STERLING, Va. — Imam Mohamed Magid tries to stay in regular contact with the teenager who came to him a few months ago — at his family’s urging — to discuss how he was being wooed by online recruiters working for the Islamic State, the extremist group in Syria and Iraq.

But the imam, a scholar bursting with charm and authority, has struggled to compete. Though he has successfully intervened in the cases of five other young men, persuading them to abandon plans to fight overseas, the Islamic State’s recruiting efforts have become even more disturbing, he said, and nonstop.

“The recruiters wouldn’t leave him alone,” Imam Magid said of the young man he met with recently. “They were on social media with him at all hours, they tweet him at night, first thing in the morning. If I talk to him for an hour, they undo him in two hours.”

President Obama on Wednesday described the fight against violent extremism as a “generational challenge” that would require the cooperation of governments, religious leaders, educators and law enforcement. But even before he called on more than 60 nations to join the effort, the rise of the Islamic State and the attacks by homegrown terrorists in Paris, Ottawa, Copenhagen and Sydney, Australia, had jolted American Muslims into action.

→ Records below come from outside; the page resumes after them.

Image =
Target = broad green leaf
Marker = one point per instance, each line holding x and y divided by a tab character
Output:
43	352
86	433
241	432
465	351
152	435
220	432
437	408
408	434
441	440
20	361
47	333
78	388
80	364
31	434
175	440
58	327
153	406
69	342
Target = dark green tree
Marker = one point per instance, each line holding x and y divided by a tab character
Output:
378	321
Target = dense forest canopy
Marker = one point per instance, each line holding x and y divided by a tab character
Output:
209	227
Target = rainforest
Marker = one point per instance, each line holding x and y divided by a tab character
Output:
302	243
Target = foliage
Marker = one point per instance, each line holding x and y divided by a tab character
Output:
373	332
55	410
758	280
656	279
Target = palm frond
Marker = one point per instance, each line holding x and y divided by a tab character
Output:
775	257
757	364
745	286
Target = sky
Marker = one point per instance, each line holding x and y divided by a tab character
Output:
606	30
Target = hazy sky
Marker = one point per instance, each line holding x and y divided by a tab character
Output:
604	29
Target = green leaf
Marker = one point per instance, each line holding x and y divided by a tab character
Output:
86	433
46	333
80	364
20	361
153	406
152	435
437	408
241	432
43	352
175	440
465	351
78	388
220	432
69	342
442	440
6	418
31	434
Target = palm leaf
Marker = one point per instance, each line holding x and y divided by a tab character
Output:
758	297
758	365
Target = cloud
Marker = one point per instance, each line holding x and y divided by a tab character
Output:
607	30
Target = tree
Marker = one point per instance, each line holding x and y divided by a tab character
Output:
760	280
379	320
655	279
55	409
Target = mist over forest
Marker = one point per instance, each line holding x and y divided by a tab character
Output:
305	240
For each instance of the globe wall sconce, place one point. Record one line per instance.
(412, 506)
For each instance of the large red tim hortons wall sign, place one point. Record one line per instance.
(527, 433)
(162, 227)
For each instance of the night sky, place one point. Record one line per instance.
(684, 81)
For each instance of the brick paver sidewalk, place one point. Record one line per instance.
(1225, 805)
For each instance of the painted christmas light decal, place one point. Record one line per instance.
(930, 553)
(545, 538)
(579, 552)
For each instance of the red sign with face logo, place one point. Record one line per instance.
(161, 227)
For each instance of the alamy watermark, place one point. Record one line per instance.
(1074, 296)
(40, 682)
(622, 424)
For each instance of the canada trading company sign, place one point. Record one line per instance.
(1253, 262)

Muslim leaders here and elsewhere have already started organizing or expanding prevention programs and discussions on countering violent extremism, often with assistance from law enforcement officials and trained counter-recruiters who emphasize that the Internet’s dangers for young Muslims now go far beyond pornography.

With the Islamic State in particular deploying savvy online appeals to adolescents alongside videos of horrific executions, the sense of urgency has grown. Though some Muslim leaders still resist cooperating with government, fearing that they would be contributing to religious profiling and anti-Muslim bigotry, many have been spurred to respond as they have come into contact with religiously ardent youths, who feel alienated by life in the West and admit that they have been vulnerable to the Islamic State’s invitation to help build a puritanical utopia.

Imam Magid, speaking upstairs at his Muslim center while a team of Muslim girls pounded out a basketball game below, said that real prevention meant programs that give young people as much purpose and inspiration as extremists promise.

Once young Muslims buy into the ideology, he said, it’s very hard to pry them loose. “You have to reach them before it happens.”

Some of the Muslim parents in Avon, Conn., also said they were still trying to grasp how they could help. At one point, in a meeting at the Farmington Valley American Muslim Center with prosecutors, the police and an F.B.I. agent, Dr. Atique A. Mirza, a cardiologist and founding board member of the center, pointedly asked what they were up against. “What’s the proportion of recruiters to counter-recruiters?” he asked Ms. Khan.

Globally, she said, “the recruiters are orders of magnitude more.”

“It’s pathetic,” she said. “They are running circles around us.”